Reputation: 874
I'm using Paramiko on Windows to access a remote SFTP server. I need to do some work with remote paths like os.path.join
, os.path.commonprefix
, etc. Since my host platform is Windows, all paths operations come with the \
separator, but I need POSIX-styled paths.
Is there any way to use Python built-in POSIX path operations on Windows?
Upvotes: 10
Views: 12104
Reputation: 12804
In my opinion pathlib.PurePosixPath is the way to go (as already commented by phoenix).
E.g.:
>>> import pathlib
>>> pathlib.PurePosixPath('a', 'b')
PurePosixPath('a/b')
>>> str(pathlib.PurePosixPath('a', 'b'))
'a/b'
From the depending docs:
class pathlib.PurePosixPath(*pathsegments)

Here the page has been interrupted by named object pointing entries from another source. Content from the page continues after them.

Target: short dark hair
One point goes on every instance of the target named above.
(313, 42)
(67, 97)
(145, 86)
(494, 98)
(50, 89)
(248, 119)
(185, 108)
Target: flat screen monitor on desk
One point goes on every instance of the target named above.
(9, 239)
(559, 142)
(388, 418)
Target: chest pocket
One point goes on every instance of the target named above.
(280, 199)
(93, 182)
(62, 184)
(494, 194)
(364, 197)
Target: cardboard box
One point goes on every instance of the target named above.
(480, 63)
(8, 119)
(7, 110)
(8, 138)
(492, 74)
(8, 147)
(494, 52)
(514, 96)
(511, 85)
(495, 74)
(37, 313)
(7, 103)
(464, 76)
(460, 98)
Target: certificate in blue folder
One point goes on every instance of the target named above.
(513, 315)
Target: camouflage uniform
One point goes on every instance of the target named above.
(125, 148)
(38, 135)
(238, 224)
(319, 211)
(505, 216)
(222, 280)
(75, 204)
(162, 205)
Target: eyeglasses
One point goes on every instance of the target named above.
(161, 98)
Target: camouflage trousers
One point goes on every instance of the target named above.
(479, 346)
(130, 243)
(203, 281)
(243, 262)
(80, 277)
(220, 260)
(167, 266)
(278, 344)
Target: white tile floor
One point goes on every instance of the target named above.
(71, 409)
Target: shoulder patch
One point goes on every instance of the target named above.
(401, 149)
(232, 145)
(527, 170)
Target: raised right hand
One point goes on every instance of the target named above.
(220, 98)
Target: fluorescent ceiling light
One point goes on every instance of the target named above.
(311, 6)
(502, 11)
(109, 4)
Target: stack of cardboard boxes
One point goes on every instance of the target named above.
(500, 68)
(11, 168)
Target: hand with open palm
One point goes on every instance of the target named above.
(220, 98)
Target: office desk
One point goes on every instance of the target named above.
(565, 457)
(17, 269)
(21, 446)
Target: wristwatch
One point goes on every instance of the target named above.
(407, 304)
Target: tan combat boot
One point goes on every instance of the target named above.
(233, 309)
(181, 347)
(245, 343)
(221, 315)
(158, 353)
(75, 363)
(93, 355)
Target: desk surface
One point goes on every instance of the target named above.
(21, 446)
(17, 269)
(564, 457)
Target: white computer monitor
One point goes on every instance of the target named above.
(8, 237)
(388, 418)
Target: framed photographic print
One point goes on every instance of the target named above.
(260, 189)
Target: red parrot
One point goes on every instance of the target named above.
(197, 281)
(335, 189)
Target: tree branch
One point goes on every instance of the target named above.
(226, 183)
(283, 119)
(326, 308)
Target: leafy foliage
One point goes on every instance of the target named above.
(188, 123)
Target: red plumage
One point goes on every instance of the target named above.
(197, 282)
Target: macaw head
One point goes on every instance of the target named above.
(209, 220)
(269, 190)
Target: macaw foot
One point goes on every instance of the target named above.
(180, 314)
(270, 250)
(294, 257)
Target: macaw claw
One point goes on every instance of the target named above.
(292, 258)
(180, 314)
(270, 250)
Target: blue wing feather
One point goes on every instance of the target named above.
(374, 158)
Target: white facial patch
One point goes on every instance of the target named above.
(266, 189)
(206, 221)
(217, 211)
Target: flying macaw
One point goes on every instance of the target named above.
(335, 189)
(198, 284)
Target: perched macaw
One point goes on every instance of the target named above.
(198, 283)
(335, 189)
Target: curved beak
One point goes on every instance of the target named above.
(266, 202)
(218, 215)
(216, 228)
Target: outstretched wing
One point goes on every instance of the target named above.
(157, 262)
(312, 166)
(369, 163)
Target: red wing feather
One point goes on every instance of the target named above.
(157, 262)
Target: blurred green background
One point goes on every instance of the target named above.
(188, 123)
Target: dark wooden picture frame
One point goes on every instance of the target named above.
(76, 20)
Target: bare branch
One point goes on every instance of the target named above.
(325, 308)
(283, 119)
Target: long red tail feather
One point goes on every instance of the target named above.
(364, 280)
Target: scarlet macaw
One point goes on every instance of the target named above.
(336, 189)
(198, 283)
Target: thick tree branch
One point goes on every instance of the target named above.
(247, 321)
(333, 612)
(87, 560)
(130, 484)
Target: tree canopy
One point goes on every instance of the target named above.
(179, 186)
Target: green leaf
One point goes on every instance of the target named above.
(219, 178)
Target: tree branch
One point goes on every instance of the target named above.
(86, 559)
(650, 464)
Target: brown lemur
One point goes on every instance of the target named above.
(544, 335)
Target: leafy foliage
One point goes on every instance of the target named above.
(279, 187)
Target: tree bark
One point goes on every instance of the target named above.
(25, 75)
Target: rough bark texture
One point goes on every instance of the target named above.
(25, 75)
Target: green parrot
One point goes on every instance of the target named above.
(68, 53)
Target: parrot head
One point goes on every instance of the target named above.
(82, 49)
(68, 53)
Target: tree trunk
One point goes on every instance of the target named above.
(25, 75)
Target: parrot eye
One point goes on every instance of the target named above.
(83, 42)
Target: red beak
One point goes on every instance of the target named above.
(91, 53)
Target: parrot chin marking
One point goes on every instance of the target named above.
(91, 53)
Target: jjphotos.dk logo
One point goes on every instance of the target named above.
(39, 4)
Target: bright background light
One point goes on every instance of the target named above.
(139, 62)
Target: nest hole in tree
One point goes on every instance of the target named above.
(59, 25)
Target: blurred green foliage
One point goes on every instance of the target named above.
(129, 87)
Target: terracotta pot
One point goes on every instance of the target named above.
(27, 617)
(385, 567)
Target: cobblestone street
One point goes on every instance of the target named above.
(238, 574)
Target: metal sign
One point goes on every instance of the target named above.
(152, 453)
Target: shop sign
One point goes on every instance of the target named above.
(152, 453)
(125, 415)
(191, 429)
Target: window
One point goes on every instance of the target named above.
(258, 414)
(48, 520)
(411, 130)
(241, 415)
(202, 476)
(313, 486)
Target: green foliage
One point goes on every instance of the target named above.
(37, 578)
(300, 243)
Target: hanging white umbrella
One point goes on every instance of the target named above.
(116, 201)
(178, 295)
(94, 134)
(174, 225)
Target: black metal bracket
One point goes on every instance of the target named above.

A subclass of PurePath, this path flavour represents non-Windows filesystem paths:
>>> PurePosixPath('/etc') PurePosixPath('/etc')
pathsegments is specified similarly to PurePath.
class pathlib.PureWindowsPath(*pathsegments)
A subclass of PurePath, this path flavour represents Windows filesystem paths:
>>> PureWindowsPath('c:/Program Files/') PureWindowsPath('c:/Program Files')
pathsegments is specified similarly to PurePath.
Regardless of the system you’re running on, you can instantiate all of these classes, since they don’t provide any operation that does system calls.
Upvotes: 0
Reputation: 4250
As pointed out in the documentation (2nd note)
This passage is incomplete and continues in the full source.